Simply Audiobooks
- Launch date: 2003
- Platform(s): [Any]
- Pricing model: Monthly and yearly subscription service
- Availability: Canada, United States
- Website: www.audiobooks.com

= Simply Audiobooks =

Simply Audiobooks is a privately held e-commerce company that offers audiobooks for rental, downloading, and sale. Their primary product line is a subscription-based rent-by-mail model for books on CD, similar to Netflix's DVD-by-mail model. Although a Canadian company, based in Burlington, Ontario, the majority of Simply Audiobooks' customers reside in the United States.

== History ==

- 2003: Simply Audiobooks launched with its core rental service, offering unlimited audiobook rentals in both the United States and Canada with free direct-to-door delivery and no due dates or late fees.
- 2005: Simply Audiobooks launched audiobooks via download, through low-cost monthly subscriptions and a la carte purchases. These downloads are DRM-protected WMA files which can be downloaded to any Windows computer with Windows Media Player 10 or 11 and are compatible with most MP3 players.
- 2006: Simply Audiobooks launched the sale of audiobooks on CD and cassette online. They also purchased North America's largest audiobook store in downtown Toronto, near the company's headquarters in Oakville, Canada.
- 2008: Simply Audiobooks began offering DRM-free MP3 downloads which can be downloaded to any computer (running Linux, Mac OS X, or Windows) and are compatible with any MP3 player (iPod, Zansa, Zen, or Zune) or Smartphone.
- 2013: From July 1–6, in honor of Independence Day, Staples.com offered three downloadable Simply Audiobooks for $0.01 each: Bill of Rights Audiobook - Download, The Constitution & Historical Influences, and Gettysburg Address & Emancipation Audiobook-Download, which do not appear on the company's website and which lack such details as the items' narrators, producers, and release dates.

==Audiobooks.com==
On January 24, 2012, Simply Audiobooks launched Audiobooks.com, the first cloud-based service for audiobooks, allowing users to access audiobooks on Internet-enabled devices,
such as PCs, smart phones, and tablet computers. The application allows users to listen to audiobooks by clicking on a link and streaming their book within the web browser itself, rather than downloading a dedicated application. The audiobooks are stored in cloud storage, which means users can listen to books at any time without downloading files and taking up space on their device.

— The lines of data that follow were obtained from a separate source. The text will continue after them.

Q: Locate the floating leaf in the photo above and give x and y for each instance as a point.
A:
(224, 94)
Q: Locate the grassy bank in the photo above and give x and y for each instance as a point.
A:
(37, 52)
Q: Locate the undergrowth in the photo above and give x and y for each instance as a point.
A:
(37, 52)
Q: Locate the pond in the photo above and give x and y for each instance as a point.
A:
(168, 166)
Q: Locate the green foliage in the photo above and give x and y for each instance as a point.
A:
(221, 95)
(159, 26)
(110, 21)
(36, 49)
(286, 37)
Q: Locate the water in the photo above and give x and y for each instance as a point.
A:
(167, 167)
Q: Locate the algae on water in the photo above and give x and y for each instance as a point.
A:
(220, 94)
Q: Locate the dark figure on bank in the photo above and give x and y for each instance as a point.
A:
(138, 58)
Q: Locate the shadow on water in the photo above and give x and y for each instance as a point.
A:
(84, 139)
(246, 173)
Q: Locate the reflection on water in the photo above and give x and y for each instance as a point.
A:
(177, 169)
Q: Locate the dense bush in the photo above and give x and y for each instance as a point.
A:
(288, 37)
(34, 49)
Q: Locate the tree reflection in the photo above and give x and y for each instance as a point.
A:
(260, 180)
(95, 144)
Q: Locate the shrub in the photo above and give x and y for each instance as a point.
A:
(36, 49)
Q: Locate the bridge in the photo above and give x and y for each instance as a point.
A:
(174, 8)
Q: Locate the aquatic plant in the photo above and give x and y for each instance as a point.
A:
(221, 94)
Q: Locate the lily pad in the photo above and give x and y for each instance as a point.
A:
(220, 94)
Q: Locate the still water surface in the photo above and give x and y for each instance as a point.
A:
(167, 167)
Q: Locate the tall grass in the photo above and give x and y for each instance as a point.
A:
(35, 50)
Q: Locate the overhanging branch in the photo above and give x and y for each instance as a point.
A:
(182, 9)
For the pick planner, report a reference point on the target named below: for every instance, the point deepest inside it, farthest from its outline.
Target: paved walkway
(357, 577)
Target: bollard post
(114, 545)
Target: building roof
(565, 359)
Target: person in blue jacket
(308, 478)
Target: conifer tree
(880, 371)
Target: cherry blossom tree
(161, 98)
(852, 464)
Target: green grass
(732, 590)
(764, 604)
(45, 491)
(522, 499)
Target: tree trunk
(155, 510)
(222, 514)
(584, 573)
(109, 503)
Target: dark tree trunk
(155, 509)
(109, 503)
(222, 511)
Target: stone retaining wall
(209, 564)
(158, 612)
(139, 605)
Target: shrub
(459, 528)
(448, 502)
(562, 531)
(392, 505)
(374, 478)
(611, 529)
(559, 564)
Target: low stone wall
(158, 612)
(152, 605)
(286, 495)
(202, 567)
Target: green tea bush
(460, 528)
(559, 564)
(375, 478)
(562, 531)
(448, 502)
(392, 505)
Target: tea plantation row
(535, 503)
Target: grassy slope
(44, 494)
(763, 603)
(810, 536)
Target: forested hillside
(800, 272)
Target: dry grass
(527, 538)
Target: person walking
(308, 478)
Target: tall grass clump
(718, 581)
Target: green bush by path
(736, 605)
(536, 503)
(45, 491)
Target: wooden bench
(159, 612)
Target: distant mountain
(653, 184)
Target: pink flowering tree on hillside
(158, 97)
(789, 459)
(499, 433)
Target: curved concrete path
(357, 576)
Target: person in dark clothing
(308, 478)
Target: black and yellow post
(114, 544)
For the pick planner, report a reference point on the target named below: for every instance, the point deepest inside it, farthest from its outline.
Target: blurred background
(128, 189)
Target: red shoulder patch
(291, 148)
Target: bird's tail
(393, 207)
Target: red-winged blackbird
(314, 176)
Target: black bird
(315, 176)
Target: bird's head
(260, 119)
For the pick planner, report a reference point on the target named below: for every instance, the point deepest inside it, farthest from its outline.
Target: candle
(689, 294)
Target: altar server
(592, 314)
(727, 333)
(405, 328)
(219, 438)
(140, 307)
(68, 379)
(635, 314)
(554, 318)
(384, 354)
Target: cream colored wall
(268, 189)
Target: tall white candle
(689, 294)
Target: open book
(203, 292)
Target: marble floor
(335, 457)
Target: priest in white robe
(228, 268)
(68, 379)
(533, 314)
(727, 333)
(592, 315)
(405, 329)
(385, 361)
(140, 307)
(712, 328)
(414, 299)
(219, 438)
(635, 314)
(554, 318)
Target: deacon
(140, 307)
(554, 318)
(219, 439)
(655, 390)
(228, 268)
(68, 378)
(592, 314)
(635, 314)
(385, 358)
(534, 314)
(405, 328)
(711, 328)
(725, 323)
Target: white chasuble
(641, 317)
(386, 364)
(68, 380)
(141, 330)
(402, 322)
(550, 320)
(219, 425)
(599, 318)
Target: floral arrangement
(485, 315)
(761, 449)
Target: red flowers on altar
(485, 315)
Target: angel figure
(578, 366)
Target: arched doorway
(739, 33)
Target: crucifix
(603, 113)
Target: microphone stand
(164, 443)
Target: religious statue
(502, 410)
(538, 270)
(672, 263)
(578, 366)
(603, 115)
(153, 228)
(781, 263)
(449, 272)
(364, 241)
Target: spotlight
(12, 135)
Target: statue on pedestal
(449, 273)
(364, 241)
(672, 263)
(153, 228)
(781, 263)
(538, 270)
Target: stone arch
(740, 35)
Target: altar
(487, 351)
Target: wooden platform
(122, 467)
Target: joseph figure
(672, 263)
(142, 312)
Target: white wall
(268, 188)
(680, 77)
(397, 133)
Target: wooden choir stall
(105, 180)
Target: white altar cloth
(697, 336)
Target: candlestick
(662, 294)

The service uses proprietary cloudmark synchronization technology that enables users to mark their place in an audiobook on one device and continue listening from the same spot when they switch to a different listening device, without needing a browser plug-in or special application.

As of February 2012, the company's library currently contained more than 11,000 titles from such publishers as Blackstone Audio, HarperCollins, and Simon & Schuster.

Audiobooks.com is compatible with Firefox, Internet Explorer, and Safari. Supported devices include Android devices (Android 2.3 and above), Apple iPads and iPhones (IOS4.0 or higher), and tablet devices using an HTML 5 web application. The company is currently working on apps for BlackBerry OS and Windows Mobile.

The company released native iOS and Android apps in mid-2012.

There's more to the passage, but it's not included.